Речь не о том, каковы художественные достоинства солженицынской прозы, и не о его политической позиции, а об общественном мифе. Все равно, как ни крути, равновеликой фигуры в современной русской литературе нет.



IV


Солженицын похоронен рядом с историком Ключевским. Комментаторы придавали этому особый смысл, меж тем Солженицын принципиально антиисторичен.

Александр Шмеман в своих дневниках писал: «Статья, которую я пишу, привела меня к убеждению, что в старообрядчестве или, вернее, в странной одержимости С.[олженицына] старообрядчеством нужно искать ключ если не ко всему его творчеству, то во всяком случае ко многому в нем — и прежде всего к интуиции и восприятию его главного „героя”, то есть России. Но это не просто увлечение „стариной”, не романтическое притяжение к „древности”. Тут все гораздо глубже и, может быть, даже духовно страшнее. Солженицын, мне кажется, предельно одинокий человек. Каждая связь, каждое сближение его очень быстро начинает тяготить, раздражать, он рвет их с какой-то злой радостью. Он один — с Россией, но потому и Россия, с которой он наедине, не может быть ничьей. Он выбирает ту, которой в буквальном смысле нет, которая, как и он, была изгнана из России, отчуждена от нее, но которая, поэтому, может быть всецело его, солженицынской Россией, которую он один — без никого — может и должен воскресить. Россия оборвалась в крови и „гарях” старообрядчества, и Россия начинается снова с него, Солженицына. Это предельное, небывалое сочетание радикального „антиисторизма” со столь же радикальной верой в собственную „историчность”… Толстой переписывал Евангелие, Солженицын „переписывает” Россию»[6].

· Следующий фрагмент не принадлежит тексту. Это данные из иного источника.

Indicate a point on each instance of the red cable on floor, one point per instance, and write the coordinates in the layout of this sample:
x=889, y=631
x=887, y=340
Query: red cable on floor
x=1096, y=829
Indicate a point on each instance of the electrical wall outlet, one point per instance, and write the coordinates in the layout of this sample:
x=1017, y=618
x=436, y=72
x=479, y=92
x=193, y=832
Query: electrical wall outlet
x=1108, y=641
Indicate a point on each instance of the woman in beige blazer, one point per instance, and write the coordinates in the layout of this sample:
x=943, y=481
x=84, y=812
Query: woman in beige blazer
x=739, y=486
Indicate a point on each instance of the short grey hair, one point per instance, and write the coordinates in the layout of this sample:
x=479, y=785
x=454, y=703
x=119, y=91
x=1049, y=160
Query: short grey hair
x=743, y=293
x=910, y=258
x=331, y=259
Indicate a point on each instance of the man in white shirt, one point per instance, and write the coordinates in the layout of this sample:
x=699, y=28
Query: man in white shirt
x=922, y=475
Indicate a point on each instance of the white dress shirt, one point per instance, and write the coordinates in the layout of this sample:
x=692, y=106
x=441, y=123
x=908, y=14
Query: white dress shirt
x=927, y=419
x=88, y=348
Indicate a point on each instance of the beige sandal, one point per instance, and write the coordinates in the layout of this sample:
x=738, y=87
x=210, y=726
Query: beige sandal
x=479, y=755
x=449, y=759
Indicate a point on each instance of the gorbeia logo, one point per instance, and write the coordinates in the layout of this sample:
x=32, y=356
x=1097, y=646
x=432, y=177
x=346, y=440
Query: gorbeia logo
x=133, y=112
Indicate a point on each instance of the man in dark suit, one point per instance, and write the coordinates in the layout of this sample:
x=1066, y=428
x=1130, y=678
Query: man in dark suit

Как настоящий Пророк, он творит в пространстве мифологии. Самое знаменитое его сочинение, «Архипелаг ГУЛАГ», строилось именно по принципу асимметричного ответа на официальную историографию: «Ах, вы не даете возможности обсудить это? Вы не даете доступа к документам? Так вот вам народная молва, вот ворох свидетельств, перемешанных с вашими же словами, — получите!»

И вот уже многие годы спорят — что это вышло: историческое или художественное произведение.

Но тут есть существенная проблема победителей — если пламенная публицистика перестает быть точной, то через некоторое время, когда ее задача успешно выполнена, подозрение в недостоверности распространяется на все, а не только на место гиперболизации.

Мой любимый рассказ у писателя Сахарнова — про морского петуха триглу. Там рассказано о том, как появилась в море новая рыба и ласкиря (это тоже рыба) послали посмотреть на нее. Он вернулся и говорит, что спина бурая, брюхо желтое, плавники как крылья, синие с золотом, а опустится на дно, выпустит из-под головы шесть кривых шипов и пойдет на них, как на ходулях. Идет, шипами песок щупает. Найдет червя — и в рот…

Другие рыбы не поверили, посылали ласкиря раз за разом, и наконец он говорит, что на хвосте у нее черное пятнышко. Ну, тут ему поверили — раз черное пятнышко разглядел.

А потом оказалось, что все так — и на ногах по дну ходит, и рычит рыба, а пятнышка нет.

«Обрадовались рыбы, крабы. Схватили ласкиря и учинили ему трепку. Не ври! Не ври!..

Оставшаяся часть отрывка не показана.